Rudy looked down the street for a while, past the quiet village, up the hill to the forest, the outline of which now sharpened under the first rays of sunshine burning away the frosty haze. “Maybe I would build bell towers,” Rudy said. “Or I’d build banks so tough that we could never rob them.”
Vitaly waved his last bit of sausage on the end of his fork at Rudy. “No such thing,” he said. “We can jump any wall, crack any safe. We’re good at what we do, and we do it for the greater good.”

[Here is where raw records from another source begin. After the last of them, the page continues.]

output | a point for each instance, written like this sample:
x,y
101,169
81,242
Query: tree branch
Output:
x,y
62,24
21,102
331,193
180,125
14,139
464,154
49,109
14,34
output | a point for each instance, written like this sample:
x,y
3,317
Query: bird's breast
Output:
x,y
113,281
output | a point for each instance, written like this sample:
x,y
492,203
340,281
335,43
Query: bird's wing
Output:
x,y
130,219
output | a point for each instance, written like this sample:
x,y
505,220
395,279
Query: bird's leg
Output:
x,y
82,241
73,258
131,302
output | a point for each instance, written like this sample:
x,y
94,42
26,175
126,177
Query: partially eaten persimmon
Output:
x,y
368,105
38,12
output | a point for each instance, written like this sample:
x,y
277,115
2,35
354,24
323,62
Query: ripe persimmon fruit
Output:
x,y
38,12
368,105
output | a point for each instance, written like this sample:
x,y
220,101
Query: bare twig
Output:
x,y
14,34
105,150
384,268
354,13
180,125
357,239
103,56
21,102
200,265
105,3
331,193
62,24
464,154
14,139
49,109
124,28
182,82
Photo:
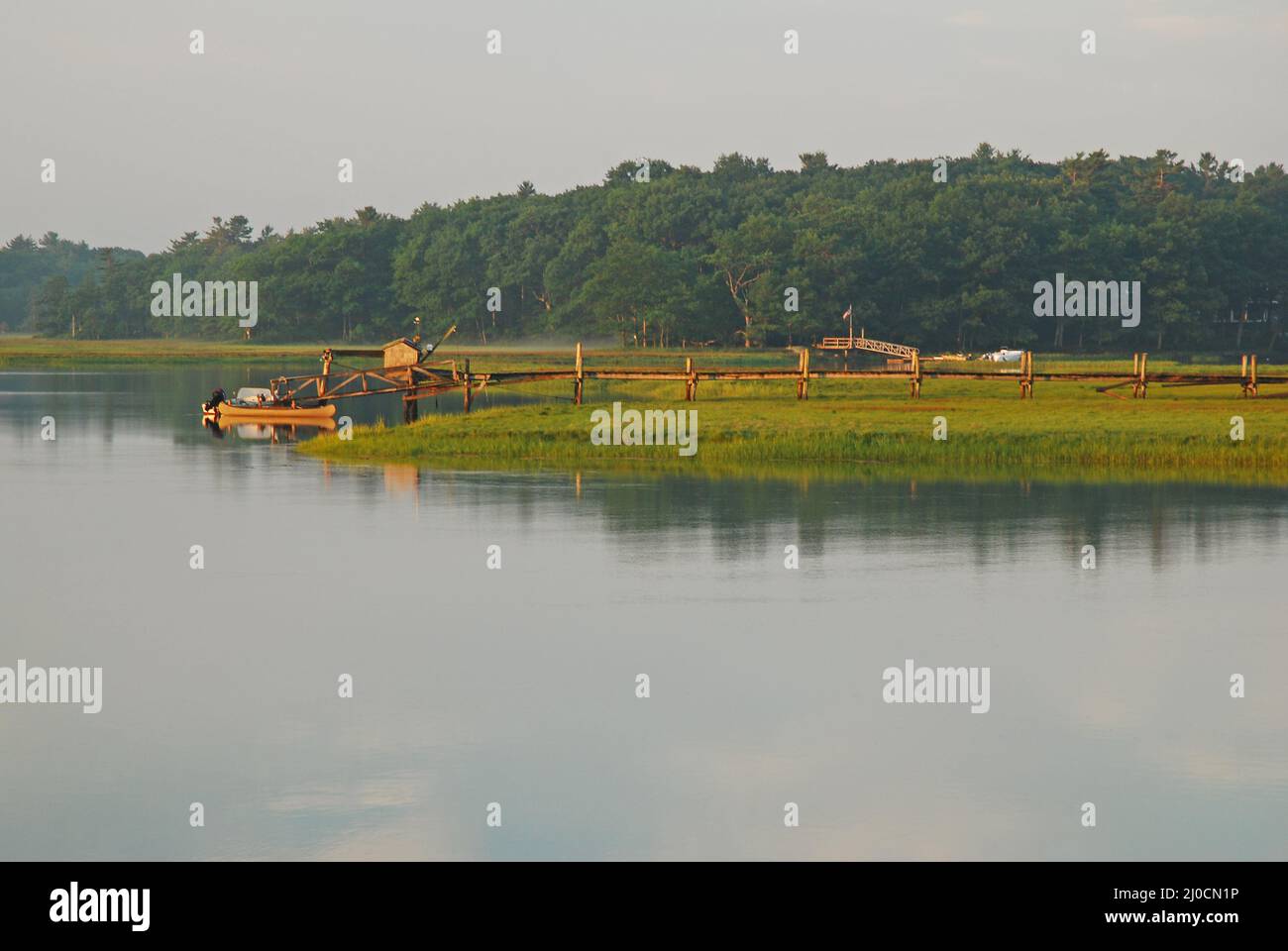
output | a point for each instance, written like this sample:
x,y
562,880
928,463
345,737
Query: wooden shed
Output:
x,y
400,352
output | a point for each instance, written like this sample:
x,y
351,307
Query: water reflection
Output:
x,y
516,686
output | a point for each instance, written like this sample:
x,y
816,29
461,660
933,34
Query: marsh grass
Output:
x,y
1068,432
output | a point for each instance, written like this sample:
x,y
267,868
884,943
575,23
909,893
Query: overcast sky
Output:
x,y
151,141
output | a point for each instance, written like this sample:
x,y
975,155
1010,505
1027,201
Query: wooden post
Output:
x,y
576,385
326,371
1026,373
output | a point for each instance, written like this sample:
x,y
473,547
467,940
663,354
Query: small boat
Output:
x,y
258,403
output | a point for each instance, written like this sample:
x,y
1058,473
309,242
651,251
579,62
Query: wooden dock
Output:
x,y
417,380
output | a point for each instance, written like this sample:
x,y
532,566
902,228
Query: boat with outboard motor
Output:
x,y
258,403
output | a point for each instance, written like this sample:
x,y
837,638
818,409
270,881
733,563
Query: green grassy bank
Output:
x,y
1068,432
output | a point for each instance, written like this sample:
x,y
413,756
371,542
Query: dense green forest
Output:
x,y
691,257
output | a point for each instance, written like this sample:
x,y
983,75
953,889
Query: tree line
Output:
x,y
941,254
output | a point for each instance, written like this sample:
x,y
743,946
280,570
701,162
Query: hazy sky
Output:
x,y
151,141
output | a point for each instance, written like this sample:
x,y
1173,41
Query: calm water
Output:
x,y
518,686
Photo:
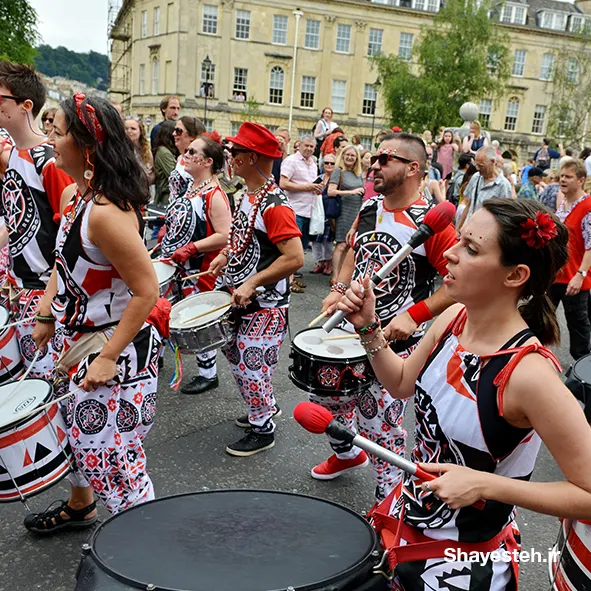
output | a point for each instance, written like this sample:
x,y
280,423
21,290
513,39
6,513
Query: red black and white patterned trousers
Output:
x,y
253,356
379,419
106,427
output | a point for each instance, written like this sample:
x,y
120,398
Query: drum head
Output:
x,y
30,394
164,272
233,540
310,341
198,304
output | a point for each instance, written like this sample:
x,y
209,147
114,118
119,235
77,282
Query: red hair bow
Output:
x,y
537,233
94,127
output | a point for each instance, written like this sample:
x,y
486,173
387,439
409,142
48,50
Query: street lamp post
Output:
x,y
298,14
376,86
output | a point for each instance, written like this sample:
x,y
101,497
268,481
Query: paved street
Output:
x,y
186,453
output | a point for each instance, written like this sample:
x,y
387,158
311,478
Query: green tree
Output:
x,y
18,31
462,56
570,92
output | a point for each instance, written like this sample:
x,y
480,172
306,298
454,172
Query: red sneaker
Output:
x,y
333,467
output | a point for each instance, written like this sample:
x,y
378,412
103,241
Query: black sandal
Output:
x,y
51,520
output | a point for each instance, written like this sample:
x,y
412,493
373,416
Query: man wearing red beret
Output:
x,y
263,250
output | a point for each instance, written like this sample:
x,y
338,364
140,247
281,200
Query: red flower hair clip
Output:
x,y
537,233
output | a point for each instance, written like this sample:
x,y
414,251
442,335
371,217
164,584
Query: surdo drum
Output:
x,y
34,450
329,368
210,331
233,540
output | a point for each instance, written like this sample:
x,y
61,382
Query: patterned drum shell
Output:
x,y
34,450
205,334
574,568
329,368
11,362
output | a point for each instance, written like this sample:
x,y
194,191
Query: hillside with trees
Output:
x,y
90,68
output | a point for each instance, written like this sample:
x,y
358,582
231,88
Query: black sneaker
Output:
x,y
199,384
243,420
252,443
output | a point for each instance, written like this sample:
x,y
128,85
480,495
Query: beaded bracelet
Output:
x,y
339,287
44,319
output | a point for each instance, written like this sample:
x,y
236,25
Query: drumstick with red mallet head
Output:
x,y
317,419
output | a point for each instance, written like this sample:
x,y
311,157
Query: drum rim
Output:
x,y
142,585
344,360
26,419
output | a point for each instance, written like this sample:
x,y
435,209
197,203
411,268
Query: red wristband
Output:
x,y
420,312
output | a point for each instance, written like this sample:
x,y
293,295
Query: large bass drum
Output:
x,y
233,540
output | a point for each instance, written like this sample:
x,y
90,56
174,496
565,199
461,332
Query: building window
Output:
x,y
210,19
276,85
512,114
312,38
405,47
343,38
155,76
207,87
279,29
308,91
339,89
240,80
375,41
539,116
547,65
369,100
485,112
519,62
142,84
572,70
243,24
156,23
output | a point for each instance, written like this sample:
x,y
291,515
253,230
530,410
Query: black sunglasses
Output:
x,y
384,157
16,99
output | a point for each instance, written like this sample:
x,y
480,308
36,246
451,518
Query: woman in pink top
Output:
x,y
446,149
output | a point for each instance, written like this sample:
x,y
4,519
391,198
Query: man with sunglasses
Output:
x,y
31,193
264,249
405,299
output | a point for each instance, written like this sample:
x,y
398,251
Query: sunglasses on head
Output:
x,y
384,157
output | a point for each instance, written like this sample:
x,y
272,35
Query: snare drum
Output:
x,y
11,361
329,368
206,333
34,450
242,540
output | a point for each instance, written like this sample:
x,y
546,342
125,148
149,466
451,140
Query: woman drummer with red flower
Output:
x,y
486,394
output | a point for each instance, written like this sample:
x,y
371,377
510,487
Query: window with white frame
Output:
x,y
308,91
512,114
405,47
240,82
210,19
539,116
243,24
312,37
276,82
547,65
339,91
155,66
572,70
519,62
279,29
343,38
485,112
375,41
142,81
369,100
553,20
156,22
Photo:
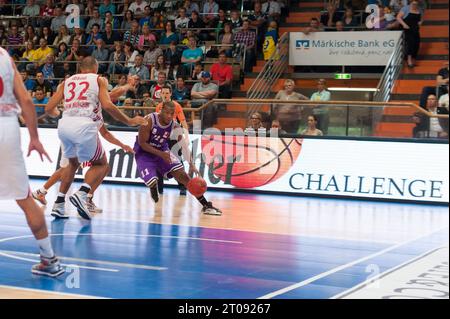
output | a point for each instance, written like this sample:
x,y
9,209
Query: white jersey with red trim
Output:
x,y
81,97
8,101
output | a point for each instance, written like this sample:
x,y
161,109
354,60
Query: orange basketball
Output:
x,y
197,186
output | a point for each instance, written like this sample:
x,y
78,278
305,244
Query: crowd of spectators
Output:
x,y
161,43
289,118
167,43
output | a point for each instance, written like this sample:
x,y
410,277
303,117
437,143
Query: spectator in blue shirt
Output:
x,y
191,55
105,7
29,83
147,18
181,92
40,98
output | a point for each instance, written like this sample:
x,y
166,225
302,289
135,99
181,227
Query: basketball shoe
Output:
x,y
92,207
80,201
154,194
59,210
209,209
48,267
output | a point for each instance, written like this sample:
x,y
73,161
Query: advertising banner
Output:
x,y
342,48
363,169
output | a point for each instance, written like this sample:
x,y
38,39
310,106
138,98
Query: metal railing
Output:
x,y
391,72
272,71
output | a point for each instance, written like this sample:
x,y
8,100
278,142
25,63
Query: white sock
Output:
x,y
45,247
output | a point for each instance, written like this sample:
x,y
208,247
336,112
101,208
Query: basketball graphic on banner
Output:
x,y
249,162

“But your kids will never know.”
“No, our kids won’t. But they’ll be happy. And safe. The work we do, the things you build, will make sure of that.”
They finished their breakfast and hiked a bit before Vitaly returned to the city and Maria. Rudy did the breakfast dishes and rested for the rest of the day, out of the breeze in the warm sunshine behind the dacha, reading, letting his mind wander.
And Monday morning, after a good night’s sleep, he was back at work, building for his friends.